There’s a sobering article in last week’s Salon that bears reading by all mothers near and far. Titled “Regrets of a Stay-at-Home Mom,” it depicts the mindset of a recently divorced, partially-employed mother of two who — after being out of the workforce for 14 years — discovers it ain’t so easy getting back into the game when she needs a full-time job.
The author, Katy Read, only partly blames the current economic crisis for her job-hunting woes. Rather, she places most of it on her decision 14 years ago to invest first and foremost in her children (“sliding . . . skating . . . supervising art projects . . . helping them with their homework”) over and above things like securing a retirement fund or a sufficiently well-cushioned savings account.

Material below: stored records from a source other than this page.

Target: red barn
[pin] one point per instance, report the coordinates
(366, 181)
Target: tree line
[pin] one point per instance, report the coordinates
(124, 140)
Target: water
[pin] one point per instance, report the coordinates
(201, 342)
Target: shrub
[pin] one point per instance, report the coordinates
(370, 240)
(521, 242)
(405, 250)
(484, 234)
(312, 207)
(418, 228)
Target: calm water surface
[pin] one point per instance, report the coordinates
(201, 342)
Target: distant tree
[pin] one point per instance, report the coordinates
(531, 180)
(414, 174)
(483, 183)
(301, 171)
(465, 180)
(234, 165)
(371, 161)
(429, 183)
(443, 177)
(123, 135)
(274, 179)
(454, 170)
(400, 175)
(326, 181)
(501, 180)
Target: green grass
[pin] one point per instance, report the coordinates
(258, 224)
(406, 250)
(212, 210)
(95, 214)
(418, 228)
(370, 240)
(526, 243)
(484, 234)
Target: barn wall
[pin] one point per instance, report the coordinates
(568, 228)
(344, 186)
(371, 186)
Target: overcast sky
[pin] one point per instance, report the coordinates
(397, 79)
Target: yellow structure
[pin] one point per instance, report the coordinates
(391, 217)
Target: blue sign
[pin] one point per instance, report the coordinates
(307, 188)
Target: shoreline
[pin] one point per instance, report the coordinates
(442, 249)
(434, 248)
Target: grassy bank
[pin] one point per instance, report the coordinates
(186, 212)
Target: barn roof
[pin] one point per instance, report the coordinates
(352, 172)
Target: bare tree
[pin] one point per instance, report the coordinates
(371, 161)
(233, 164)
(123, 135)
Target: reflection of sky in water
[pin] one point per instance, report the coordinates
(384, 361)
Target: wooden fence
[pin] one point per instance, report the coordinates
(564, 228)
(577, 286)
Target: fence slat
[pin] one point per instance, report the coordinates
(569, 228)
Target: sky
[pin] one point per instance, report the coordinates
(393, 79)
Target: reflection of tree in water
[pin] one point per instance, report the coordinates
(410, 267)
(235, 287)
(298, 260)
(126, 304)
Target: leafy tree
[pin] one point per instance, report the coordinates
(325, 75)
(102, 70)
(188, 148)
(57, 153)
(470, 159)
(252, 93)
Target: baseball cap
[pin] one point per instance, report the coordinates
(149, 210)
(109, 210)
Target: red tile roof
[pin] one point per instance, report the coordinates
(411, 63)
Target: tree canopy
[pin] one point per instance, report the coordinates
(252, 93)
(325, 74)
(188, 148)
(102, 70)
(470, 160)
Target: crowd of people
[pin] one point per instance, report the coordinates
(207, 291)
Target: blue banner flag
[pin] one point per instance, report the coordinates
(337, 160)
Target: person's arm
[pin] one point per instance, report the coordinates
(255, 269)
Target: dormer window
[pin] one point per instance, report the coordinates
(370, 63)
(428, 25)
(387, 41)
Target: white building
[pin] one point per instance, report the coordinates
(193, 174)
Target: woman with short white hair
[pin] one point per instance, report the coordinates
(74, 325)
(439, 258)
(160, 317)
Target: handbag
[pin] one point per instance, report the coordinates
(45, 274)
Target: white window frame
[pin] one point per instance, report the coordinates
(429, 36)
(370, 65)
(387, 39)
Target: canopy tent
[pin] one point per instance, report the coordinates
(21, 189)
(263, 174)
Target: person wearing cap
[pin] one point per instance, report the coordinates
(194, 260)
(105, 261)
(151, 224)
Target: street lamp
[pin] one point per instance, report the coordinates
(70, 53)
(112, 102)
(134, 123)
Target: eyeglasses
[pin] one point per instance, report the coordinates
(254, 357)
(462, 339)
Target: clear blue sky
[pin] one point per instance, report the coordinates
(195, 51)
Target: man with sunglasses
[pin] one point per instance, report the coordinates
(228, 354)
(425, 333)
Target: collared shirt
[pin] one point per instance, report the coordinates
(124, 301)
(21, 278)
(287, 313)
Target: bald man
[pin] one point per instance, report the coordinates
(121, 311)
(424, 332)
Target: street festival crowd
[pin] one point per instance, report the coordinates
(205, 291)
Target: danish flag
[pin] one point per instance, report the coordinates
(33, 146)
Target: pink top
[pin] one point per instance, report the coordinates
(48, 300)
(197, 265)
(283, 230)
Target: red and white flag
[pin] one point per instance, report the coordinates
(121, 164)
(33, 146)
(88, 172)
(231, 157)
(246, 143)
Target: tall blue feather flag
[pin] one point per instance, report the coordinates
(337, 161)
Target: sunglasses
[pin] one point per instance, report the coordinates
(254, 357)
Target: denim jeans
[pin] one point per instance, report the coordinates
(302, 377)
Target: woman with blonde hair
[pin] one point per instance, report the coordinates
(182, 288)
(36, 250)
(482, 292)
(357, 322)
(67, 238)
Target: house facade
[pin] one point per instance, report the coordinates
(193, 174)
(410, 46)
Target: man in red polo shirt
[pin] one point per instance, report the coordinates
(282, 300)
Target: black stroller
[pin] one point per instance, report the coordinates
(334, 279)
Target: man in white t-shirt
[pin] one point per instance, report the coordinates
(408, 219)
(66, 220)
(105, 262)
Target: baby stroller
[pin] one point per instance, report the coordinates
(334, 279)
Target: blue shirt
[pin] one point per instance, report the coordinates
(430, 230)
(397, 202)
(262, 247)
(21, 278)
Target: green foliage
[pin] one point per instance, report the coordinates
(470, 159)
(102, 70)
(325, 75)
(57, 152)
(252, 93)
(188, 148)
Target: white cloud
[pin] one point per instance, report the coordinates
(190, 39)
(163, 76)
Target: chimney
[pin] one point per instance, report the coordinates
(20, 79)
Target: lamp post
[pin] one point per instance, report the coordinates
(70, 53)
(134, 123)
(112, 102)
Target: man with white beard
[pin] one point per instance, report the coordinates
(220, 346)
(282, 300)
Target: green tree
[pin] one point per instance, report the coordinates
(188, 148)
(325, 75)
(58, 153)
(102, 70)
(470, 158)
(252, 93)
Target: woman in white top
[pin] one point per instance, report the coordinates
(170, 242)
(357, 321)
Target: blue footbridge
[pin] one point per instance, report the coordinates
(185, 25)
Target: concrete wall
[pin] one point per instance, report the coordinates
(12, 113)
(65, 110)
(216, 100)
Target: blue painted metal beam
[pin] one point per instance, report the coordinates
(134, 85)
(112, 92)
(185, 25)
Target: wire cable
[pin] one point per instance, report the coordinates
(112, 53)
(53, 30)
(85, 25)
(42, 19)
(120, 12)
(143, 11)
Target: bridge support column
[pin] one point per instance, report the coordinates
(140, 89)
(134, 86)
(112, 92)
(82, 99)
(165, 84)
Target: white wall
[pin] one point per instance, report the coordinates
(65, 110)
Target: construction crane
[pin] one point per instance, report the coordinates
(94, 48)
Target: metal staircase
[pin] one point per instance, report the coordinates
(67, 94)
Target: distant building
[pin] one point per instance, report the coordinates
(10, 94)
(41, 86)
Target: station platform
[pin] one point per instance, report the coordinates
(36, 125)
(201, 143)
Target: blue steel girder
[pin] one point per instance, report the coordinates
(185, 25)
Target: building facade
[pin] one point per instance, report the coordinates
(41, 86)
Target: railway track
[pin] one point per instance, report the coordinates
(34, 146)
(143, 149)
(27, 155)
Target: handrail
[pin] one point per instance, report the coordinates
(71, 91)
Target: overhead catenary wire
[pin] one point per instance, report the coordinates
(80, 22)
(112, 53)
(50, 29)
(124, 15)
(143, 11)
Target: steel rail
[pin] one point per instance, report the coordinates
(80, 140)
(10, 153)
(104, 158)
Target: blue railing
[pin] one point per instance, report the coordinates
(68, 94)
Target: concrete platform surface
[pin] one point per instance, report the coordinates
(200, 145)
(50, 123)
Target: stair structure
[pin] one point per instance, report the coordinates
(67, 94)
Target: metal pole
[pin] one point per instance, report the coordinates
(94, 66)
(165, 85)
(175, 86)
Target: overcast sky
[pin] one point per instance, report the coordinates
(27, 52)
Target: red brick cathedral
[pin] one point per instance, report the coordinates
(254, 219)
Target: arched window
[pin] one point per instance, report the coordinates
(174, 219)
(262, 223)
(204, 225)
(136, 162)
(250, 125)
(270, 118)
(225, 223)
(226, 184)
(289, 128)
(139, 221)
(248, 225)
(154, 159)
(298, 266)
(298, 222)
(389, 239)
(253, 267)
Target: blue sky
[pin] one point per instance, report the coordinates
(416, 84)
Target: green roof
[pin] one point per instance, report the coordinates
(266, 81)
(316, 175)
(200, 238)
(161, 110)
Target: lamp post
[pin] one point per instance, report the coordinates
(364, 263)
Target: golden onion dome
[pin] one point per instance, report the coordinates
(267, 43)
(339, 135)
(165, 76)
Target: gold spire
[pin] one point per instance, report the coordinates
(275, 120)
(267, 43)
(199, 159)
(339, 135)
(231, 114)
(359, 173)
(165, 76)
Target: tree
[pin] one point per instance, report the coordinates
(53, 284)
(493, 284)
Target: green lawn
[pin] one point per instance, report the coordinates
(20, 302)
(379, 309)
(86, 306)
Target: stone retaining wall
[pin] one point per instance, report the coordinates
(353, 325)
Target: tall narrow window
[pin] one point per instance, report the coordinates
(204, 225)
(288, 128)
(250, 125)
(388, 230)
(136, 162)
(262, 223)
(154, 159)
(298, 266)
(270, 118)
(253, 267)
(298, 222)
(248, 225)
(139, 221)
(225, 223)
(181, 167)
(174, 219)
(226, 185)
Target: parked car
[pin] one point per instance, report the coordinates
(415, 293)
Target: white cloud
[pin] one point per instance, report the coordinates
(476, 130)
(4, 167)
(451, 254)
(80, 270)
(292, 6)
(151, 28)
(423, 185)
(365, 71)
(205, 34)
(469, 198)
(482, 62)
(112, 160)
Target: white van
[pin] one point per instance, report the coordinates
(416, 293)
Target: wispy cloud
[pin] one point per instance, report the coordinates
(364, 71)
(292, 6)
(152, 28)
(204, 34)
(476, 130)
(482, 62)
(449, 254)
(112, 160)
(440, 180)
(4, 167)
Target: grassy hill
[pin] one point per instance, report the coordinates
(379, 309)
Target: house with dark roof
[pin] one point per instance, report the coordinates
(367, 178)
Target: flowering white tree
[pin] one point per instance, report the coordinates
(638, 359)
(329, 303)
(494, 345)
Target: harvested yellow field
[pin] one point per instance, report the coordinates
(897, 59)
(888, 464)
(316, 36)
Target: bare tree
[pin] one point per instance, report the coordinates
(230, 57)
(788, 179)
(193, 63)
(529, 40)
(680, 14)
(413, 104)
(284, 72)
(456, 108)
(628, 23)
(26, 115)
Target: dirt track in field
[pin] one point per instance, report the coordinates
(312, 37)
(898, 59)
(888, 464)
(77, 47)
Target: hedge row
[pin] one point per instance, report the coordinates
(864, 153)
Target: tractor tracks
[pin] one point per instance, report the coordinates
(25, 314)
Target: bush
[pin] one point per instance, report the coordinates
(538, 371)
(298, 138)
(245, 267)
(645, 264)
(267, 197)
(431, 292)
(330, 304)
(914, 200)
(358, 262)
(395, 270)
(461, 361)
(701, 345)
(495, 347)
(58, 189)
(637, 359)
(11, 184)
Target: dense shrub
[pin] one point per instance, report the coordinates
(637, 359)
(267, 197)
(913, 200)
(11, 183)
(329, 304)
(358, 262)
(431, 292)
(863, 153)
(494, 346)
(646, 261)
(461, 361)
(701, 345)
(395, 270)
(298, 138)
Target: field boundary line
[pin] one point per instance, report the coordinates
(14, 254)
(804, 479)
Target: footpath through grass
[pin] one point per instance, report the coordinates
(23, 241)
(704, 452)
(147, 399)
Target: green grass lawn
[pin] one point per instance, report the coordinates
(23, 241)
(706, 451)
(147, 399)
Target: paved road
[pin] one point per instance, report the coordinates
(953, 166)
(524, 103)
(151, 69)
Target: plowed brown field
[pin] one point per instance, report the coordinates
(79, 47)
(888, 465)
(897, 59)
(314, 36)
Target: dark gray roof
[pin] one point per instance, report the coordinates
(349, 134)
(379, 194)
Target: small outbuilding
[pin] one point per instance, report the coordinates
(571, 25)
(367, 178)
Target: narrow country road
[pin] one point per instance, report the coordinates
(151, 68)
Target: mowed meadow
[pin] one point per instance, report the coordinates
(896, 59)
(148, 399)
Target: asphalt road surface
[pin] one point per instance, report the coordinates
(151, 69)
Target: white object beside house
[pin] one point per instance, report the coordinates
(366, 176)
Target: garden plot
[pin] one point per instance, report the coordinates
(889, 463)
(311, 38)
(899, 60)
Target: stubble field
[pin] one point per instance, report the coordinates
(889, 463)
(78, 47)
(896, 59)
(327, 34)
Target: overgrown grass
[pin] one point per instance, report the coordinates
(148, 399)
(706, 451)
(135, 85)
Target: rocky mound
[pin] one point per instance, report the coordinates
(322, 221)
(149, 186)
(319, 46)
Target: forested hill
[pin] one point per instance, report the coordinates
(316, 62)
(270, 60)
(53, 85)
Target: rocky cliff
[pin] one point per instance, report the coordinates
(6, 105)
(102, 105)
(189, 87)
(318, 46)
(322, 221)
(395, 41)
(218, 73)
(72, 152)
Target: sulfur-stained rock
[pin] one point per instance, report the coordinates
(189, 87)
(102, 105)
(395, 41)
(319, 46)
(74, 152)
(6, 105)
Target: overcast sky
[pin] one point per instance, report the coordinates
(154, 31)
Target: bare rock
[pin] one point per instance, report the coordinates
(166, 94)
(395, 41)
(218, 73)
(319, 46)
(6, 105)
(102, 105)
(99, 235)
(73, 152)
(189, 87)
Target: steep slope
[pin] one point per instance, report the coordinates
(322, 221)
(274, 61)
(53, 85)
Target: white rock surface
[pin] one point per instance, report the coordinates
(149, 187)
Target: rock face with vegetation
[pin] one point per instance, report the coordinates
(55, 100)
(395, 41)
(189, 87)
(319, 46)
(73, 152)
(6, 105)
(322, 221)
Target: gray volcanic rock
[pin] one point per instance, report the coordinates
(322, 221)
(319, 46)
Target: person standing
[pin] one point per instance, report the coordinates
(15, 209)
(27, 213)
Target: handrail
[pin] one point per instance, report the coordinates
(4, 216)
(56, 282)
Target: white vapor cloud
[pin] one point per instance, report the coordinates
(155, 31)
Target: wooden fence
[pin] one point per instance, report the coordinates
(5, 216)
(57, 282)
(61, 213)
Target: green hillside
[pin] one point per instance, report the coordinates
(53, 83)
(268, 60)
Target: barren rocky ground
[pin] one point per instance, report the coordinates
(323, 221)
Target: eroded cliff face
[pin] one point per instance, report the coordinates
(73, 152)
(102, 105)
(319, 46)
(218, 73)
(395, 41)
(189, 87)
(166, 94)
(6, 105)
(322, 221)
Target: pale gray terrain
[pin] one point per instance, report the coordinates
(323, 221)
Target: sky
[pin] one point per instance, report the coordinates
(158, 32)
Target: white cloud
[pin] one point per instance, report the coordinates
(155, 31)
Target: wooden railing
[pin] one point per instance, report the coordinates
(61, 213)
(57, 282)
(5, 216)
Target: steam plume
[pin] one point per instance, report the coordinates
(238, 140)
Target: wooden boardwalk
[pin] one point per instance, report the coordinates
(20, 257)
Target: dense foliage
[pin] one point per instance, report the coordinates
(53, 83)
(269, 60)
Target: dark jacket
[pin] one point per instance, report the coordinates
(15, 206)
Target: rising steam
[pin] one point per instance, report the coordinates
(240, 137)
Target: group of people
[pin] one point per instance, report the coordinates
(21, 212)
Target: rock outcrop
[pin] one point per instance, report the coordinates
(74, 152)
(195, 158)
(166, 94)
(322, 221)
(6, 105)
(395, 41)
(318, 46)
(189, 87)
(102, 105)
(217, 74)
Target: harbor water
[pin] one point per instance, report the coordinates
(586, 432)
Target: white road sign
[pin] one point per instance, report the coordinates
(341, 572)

As she writes: “I did what the experts advised: developed my skills, undertook new challenges, expanded my professional contacts. I advanced creatively if not financially, published essays in respected literary journals that often paid (cue ominous music) in copies of the magazine.” Fast forward 14 years and Read finds that “My income — freelance writing, child support, a couple of menial part-time jobs — doesn’t cover my current expenses, let alone my retirement or the kids’ tuition.”
Her conclusion? Much like Sandra Tsing Loh — who, in a much-hyped article in The Atlantic a few years back urged women not to marry lest they end up, like her, in a workable but loveless “companionate marriage” — Read does the same. She counsels new mothers to forget all that stuff they hear about having “quality time” with their kids. They should go get a job so that they don’t end up broke and bereft like her.